You could tell they got to Trump. A flood of emails emanating from the Trump camp tried to attack the speakers, but of course he could not adequately respond to the charges. Trump did after all call for Russia to engage in cyberterrorism on his behalf.

The evening ended with President Obama, who alternated between pinpoint jabs and open contempt for Trump. Remarking on the GOP convention he observed that “what we heard in Cleveland last week wasn’t particularly Republican – and it sure wasn’t conservative. What we heard was a deeply pessimistic vision of a country where we turn against each other, and turn away from the rest of the world. There were no serious solutions to pressing problems – just the fanning of resentment, and blame, and anger, and hate.” Obama deadpanned: “He’s not really a plans guy. Not really a facts guy, either.” For the first time in his presidency, many Republicans were nodding in agreement.

This night was the first of the convention that conscientiously reached out to independents and Republicans as well as to disaffected supporters of Sen.
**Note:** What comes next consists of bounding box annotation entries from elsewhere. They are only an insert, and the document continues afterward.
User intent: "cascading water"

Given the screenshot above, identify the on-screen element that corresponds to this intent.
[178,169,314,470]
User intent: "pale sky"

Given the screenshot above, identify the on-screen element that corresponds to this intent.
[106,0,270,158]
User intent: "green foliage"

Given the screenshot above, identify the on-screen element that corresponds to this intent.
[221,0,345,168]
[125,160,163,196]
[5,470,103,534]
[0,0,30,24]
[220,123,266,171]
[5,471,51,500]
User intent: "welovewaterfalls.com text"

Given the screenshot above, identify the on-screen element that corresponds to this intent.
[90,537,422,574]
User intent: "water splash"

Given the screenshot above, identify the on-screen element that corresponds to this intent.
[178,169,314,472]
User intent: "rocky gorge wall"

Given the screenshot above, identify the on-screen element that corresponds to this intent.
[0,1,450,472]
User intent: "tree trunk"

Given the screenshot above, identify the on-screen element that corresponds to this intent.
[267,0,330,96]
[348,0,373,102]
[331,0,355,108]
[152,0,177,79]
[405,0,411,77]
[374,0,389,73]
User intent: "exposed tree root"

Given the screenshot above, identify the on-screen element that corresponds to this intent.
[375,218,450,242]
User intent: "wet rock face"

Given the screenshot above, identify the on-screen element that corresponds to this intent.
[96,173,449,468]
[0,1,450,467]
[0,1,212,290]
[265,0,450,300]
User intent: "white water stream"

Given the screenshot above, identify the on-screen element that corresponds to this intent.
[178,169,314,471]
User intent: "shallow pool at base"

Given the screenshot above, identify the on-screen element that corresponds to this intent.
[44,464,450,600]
Bernie Sanders (I-Vt.) The speakers reminded voters that there really is no equivalence between these two major party candidates. Smartly declining to oversell her, Bloomberg even acknowledged he had disagreements with Clinton. And rather than appearing mean or vicious, the Democrats seemed, well, joyous in finally speaking their minds on the totality of Trump’s faults.

Republicans in some quarters are still trying to play the moral equivalence game. (She had email problems; he invited email hacks.) But of course a flawed, even dishonest and careless candidate is not the same as one who is racist, willfully ignorant, enamored of evil men and consciously fanning divisions in America while making it out to be a third world hell hole. If it took Trump to make liberals sound tough on Russia, tout American exceptionalism, defend the attainability of the American dream and celebrate the innate goodness of their fellow Americans, it might all be worth it — but only if he loses. Well played, Democrats. Well played.